The current issue of the Journal Nature includes a commentary on a decades-old goal to drill toward the center of the Earth:
Comment: Journey to the mantle of the Earth
This spring, researchers will mark the 50-year anniversary of an ambitious project by taking another step towards the same dream. They aim to drill through Earth’s crust under the ocean floor and down into the mantle and, for the first time ever, pull up a sample. In a Comment in Nature this week, the two co-chief scientists of that upcoming mission — Damon Teagle and Benoît Ildefonse — say that drilling into Earth’s mantle is now possible, and should hopefully begin within a decade.
The mantle makes up the bulk of our planet, stretching from the bottom of the crust — at 30–60 kilometres under the continents but just 6 kilometres under the oceans — down to the core 2,890 kilometres below. Retrieving a sample direct from the mantle would provide scientists with “a treasure trove comparable to the Apollo lunar rocks”, they write, and it would provide insight into the origins and evolution of our planet. But this goal has proven as difficult as going to the Moon: so far no one has drilled deeper than about 2 kilometres into the crust — a third of the way through.

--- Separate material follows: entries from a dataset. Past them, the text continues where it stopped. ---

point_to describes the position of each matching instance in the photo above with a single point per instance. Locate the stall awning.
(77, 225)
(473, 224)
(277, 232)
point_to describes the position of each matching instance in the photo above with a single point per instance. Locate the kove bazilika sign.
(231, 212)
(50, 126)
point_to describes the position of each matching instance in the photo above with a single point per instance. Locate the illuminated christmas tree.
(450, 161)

The idea to drill into the mantle was born at a drinking club of notable earth scientists in 1957. ‘Project Mohole’ sailed in 1961. It took the first scientific core from the sea floor, and developed techniques for ocean drilling that are still used by the oil industry today. But it failed at its mission. Over the next few years, scientists will practise their deep drilling and assess three Pacific Ocean sites, looking for the best place to reawaken this dream.

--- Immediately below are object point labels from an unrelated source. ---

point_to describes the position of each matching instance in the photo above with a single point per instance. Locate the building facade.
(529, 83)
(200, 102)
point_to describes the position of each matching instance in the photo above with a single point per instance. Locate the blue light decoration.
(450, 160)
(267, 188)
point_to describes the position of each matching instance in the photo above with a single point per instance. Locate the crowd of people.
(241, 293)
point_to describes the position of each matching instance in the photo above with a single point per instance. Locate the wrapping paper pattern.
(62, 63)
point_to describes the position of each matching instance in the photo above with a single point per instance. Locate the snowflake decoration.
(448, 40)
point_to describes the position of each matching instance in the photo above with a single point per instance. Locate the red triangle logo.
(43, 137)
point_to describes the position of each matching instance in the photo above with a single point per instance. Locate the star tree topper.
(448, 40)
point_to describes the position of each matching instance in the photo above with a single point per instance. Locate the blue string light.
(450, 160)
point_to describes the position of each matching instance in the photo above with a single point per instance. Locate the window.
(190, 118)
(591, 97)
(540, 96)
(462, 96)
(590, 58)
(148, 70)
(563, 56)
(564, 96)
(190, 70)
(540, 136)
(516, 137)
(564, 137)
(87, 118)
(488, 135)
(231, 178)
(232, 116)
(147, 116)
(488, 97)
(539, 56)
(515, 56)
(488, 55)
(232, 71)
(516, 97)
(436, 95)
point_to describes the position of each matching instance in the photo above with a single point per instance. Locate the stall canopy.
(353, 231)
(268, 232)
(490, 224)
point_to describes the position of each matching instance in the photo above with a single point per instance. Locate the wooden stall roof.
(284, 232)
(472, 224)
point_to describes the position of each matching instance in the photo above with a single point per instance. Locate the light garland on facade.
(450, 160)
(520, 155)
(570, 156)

Do I think this is news? Meh, maybe once they actually embark. But is it a great excuse to get you to watch the trailer for The Core? Absolutely:
If you’re wondering, yes, the trailer pretty much sums it all up. But if you haven’t seen, and don’t make a point of seeing, the whole thing, you’ll miss out on the origins of Unobtanium and the notion that the Earth’s core is, indeed, made of cheese.
You’ll also miss out on the potentially prophetic power of the film, which, eight years ago, predicted worldwide weather phenomena of apocalyptic proportions and birds falling from the sky. For all we know, San Fracisco Bay boiling and the Golden Gate Bridge befalling the fate of an ant in a young boy’s back yard might be next. Watching The Core could be our only hope of survival.